Nationalité : France
Né(e) à : Millau , 1974
Biographie :

Christophe Siébert est un écrivain français.

Il fonde, en 1998, le collectif "konsstrukt" qui réunit des écrivains, plasticiens et musiciens.

Il commence à se faire connaître au début des années 2000, notamment grâce à de nombreuses publications dans des revues alternatives et fait son entrée sur la scène littéraire en 2007 avec "J'ai peur", premier roman remarqué, paru chez La Musardine.

Il crée, en 2008, le fanzine L'Angoisse dans lequel il publiera une centaine d'auteurs.

Christophe Siébert a publié des nouvelles et poèmes dans de nombreuses revues dont, entre autres, Chimères, Les États civils, Freak Wave... Certains textes sont également parus sous forme de feuilletons à épisodes dans L'Angoisse.

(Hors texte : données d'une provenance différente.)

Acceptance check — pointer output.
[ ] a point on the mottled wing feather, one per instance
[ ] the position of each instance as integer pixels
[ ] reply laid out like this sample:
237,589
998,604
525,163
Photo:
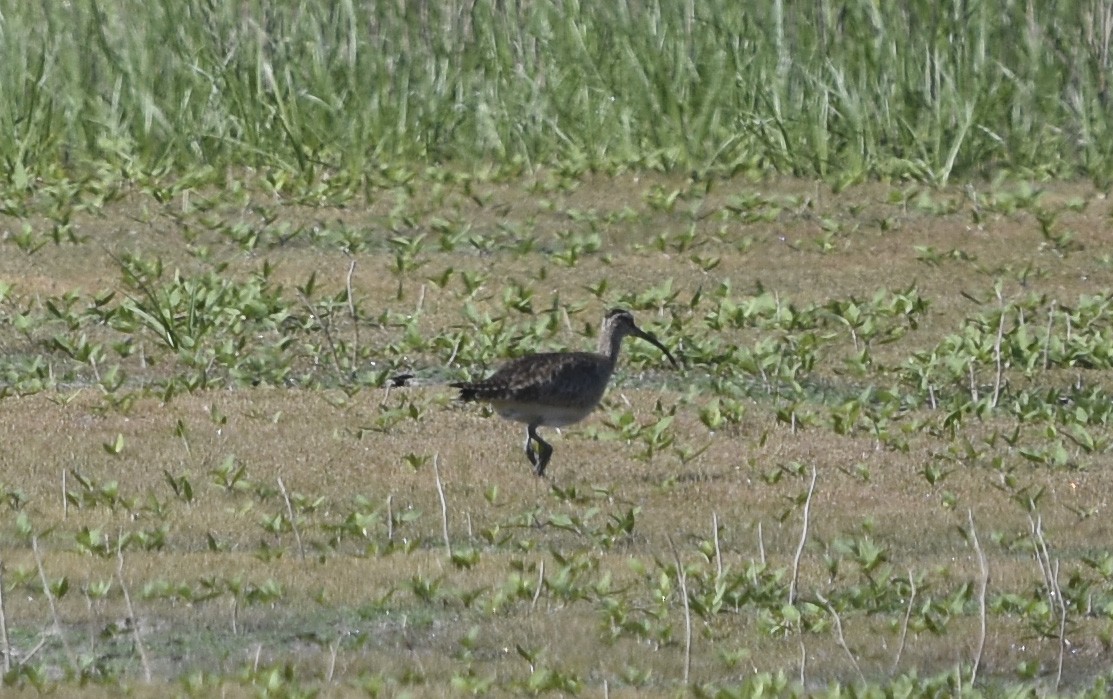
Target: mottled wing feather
559,378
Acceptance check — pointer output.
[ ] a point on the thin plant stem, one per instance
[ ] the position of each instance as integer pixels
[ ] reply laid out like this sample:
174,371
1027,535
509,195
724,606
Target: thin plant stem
804,539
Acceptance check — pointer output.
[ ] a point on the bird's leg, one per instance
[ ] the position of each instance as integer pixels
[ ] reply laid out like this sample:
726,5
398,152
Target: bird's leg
544,451
529,448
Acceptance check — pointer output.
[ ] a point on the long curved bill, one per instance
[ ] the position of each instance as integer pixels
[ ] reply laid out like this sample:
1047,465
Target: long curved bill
653,341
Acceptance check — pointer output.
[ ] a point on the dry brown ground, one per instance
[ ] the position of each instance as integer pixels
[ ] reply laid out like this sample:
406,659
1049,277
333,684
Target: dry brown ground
317,443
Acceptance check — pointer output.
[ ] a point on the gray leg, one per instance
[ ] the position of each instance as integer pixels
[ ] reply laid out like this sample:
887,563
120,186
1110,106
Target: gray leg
529,448
544,451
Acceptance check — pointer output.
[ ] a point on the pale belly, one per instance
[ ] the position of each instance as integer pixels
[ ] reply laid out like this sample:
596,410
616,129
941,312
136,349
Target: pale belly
549,415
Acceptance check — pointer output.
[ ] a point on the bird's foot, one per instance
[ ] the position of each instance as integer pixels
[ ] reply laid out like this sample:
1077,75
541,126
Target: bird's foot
543,458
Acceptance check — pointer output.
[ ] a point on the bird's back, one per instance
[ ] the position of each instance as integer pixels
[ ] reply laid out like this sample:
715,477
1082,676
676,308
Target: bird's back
574,380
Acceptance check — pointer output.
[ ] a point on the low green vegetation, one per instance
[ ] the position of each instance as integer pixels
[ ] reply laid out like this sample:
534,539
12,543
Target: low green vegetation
880,469
876,235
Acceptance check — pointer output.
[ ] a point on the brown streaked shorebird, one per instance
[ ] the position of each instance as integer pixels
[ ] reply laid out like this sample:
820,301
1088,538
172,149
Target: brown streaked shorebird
555,389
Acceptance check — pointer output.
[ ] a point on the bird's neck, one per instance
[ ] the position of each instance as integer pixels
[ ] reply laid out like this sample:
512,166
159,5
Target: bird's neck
610,343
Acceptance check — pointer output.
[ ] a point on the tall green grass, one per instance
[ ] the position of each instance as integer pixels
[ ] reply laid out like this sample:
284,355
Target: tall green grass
844,89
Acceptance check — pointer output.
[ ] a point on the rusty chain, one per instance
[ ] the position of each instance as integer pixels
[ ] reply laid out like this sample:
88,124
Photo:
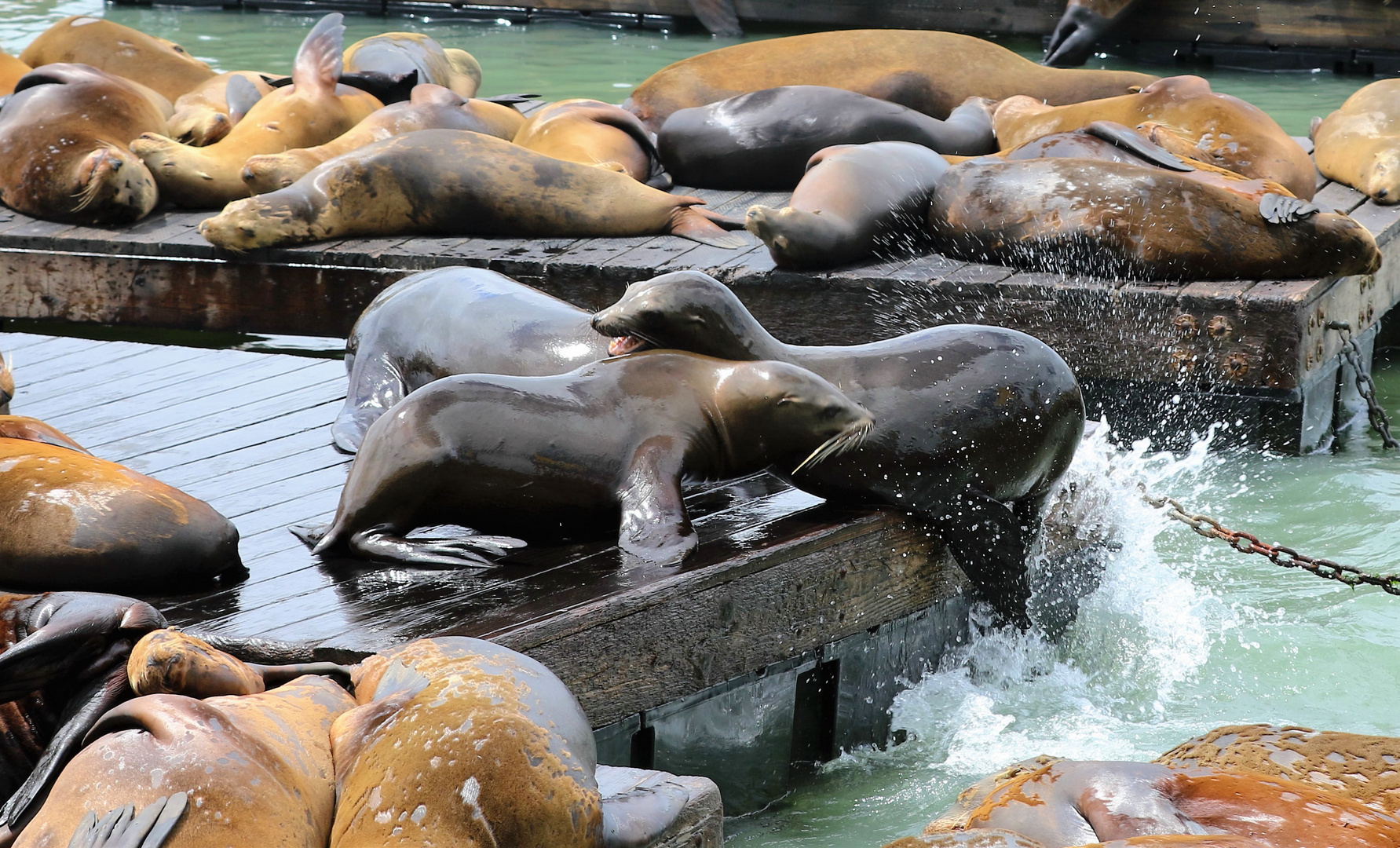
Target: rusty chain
1278,554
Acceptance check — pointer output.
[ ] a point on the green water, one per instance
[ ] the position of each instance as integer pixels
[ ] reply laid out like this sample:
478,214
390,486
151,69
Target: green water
1183,634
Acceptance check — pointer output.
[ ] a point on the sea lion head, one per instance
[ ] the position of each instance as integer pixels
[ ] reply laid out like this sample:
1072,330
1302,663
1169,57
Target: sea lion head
685,311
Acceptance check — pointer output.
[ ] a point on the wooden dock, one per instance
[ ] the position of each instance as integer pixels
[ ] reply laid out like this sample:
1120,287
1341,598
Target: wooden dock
795,616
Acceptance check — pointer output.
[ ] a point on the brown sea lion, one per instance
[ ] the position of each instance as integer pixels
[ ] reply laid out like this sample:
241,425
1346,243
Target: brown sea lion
1224,129
572,454
121,51
930,71
1126,221
856,200
595,133
313,111
430,108
455,321
1360,143
205,114
458,182
974,424
64,137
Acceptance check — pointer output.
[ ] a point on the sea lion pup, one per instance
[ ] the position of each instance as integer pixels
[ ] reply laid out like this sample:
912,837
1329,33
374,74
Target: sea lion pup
205,114
766,139
430,108
455,321
90,177
595,133
121,51
1360,143
854,202
313,111
458,182
924,71
79,522
565,455
974,424
1124,221
1223,129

Il pratique fréquemment la lecture publique de ses textes.

Son œuvre, influencée par le roman noir et souvent qualifiée d'"underground" ou d'"alternative", propose un réalisme critique et une forme de naturalisme social qui mêle horreur, pornographie et violence de type gore.

Depuis 2017, il est animateur pour le site Meshistoiresporno, appartenant à La Musardine. Depuis 2018, il dirige la collection Les Nouveaux Interdits, qu'il a créée pour La Musardine / Media 1000.

En septembre 2019, son livre "Métaphysique de la viande" est récompensé par le prix Sade.

Christophe Siébert vit à Clermont-Ferrand.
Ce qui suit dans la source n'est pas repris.